Beyond these routes, countless inner-city buses crawl along Medellín’s streets, with their routes and fares displayed in giant letters on their front windshields. For trips out of town, the North and South Terminals – operated by Terminales Medellín – are where you’ll likely be catching your ride.

a colorful light display in the streets of Medellín, Colombia
We recommend leaving the driving in Medellín to the experts ©oscar garces/Shutterstock

Taxis and cars in Medellín

If you are planning a day trip outside of Medellín, a rental car could be a worthwhile option – though we recommend leaving driving in town (and dodging the city’s notorious motorcycle and scooter drivers) to the experts. The city’s plentiful supply of yellow taxis will have you covered if you want a point-to-point ride.

While you can easily hail a taxi on the streets of most Medellín neighborhoods, your hotel can order a taxi for you for the same price, if not cheaper. This approach ensures a fair rate and offers added security: your hotel may give you the license plate of your verified taxi, or a code to give the driver to ensure their safety as well. Even the lengthiest and traffic-filled journeys in the city seldom exceed 20,000 pesos (though however you arrange your ride, make sure when you get in that the taxi’s meter has been reset to 0). The ride-sharing app Uber is a popular option as well. 

While traffic is almost always heavy in this city of 2.5 million, Medellín’s roads are busiest during the rush hours of 7–9am and 5:30–7pm. Whether you’re renting a car or in a taxi, count on a very slow, stop-and-go experience during these times.

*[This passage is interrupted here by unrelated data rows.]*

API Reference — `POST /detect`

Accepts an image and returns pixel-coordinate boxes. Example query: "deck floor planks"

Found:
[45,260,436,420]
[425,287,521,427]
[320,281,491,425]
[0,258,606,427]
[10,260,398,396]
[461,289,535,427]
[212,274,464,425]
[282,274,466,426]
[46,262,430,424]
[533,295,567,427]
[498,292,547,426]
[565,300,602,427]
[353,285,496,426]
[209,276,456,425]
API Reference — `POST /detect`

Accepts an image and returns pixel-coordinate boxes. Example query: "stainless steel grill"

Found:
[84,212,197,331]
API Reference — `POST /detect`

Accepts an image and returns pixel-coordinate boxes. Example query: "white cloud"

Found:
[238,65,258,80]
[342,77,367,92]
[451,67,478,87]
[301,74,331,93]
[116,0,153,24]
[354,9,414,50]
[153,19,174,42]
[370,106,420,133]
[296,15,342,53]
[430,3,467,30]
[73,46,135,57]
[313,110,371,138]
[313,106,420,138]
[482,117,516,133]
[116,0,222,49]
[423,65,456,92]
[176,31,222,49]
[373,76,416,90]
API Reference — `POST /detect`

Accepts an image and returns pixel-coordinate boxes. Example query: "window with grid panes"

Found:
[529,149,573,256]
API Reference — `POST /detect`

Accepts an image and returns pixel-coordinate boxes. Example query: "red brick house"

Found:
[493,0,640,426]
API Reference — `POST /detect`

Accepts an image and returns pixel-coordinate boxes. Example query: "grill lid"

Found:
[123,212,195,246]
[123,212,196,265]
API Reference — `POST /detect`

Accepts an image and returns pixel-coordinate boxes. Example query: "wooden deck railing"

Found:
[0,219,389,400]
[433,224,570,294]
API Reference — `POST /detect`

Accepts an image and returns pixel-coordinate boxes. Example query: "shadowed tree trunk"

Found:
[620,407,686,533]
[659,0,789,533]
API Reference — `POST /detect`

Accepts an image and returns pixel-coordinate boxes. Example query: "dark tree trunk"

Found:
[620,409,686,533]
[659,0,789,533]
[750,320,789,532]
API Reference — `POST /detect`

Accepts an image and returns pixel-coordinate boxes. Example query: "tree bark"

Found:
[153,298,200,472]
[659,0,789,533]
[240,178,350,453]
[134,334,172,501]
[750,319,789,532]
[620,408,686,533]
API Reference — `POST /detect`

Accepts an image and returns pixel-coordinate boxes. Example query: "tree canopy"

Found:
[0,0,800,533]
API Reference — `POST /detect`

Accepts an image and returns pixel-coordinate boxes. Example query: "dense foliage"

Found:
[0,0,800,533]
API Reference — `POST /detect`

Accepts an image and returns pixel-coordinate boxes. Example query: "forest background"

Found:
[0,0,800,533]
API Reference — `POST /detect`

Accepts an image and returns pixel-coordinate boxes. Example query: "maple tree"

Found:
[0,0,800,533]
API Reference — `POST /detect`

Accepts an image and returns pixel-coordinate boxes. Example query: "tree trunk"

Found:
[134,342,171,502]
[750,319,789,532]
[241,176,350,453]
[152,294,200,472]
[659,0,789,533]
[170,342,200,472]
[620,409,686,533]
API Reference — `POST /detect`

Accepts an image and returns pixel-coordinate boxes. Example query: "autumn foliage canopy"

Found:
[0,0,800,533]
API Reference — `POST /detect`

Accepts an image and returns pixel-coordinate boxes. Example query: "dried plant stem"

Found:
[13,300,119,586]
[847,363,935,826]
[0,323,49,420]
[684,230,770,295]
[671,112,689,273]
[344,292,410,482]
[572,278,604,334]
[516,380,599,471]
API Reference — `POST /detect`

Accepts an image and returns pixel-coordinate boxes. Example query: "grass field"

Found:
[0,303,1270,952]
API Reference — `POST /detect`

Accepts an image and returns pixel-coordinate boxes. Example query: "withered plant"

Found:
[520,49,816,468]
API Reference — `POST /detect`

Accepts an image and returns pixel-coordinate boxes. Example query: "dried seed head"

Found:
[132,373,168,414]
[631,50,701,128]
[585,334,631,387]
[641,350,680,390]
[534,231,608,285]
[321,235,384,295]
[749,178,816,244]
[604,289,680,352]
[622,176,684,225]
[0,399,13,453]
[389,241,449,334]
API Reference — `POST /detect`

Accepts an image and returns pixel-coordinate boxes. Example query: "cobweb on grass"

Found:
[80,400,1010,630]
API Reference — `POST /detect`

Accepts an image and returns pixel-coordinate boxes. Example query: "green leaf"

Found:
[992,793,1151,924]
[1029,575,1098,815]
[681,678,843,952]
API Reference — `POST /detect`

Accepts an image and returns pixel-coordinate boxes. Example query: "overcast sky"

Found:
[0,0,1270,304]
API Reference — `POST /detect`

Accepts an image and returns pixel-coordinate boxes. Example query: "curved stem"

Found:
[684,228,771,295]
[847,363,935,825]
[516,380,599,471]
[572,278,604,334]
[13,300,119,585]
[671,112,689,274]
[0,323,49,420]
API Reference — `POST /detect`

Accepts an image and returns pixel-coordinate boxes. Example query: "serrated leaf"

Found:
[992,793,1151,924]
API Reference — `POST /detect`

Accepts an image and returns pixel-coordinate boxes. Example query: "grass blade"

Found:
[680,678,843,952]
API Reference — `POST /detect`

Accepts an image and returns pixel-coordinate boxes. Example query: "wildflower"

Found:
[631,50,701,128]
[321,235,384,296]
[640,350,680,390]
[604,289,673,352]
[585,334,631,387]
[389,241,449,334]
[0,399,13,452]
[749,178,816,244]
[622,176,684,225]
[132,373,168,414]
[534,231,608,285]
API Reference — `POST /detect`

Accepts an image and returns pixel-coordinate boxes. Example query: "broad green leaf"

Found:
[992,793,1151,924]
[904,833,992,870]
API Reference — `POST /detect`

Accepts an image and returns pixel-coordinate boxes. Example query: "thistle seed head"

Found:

Transit passes in Medellín

If you’re sticking to public transportation throughout your stay, a Civica card is a must-buy. The card saves you from waiting in line for a ticket before each ride, it’s seamless to use at entry points, and you can save significantly on intermodal journeys (such as a single trip that requires a train, Metrocable, and tram ride). The card may be purchased for 5,000 pesos at any metro station, works like a debit card, and may be reloaded with funds as you need them.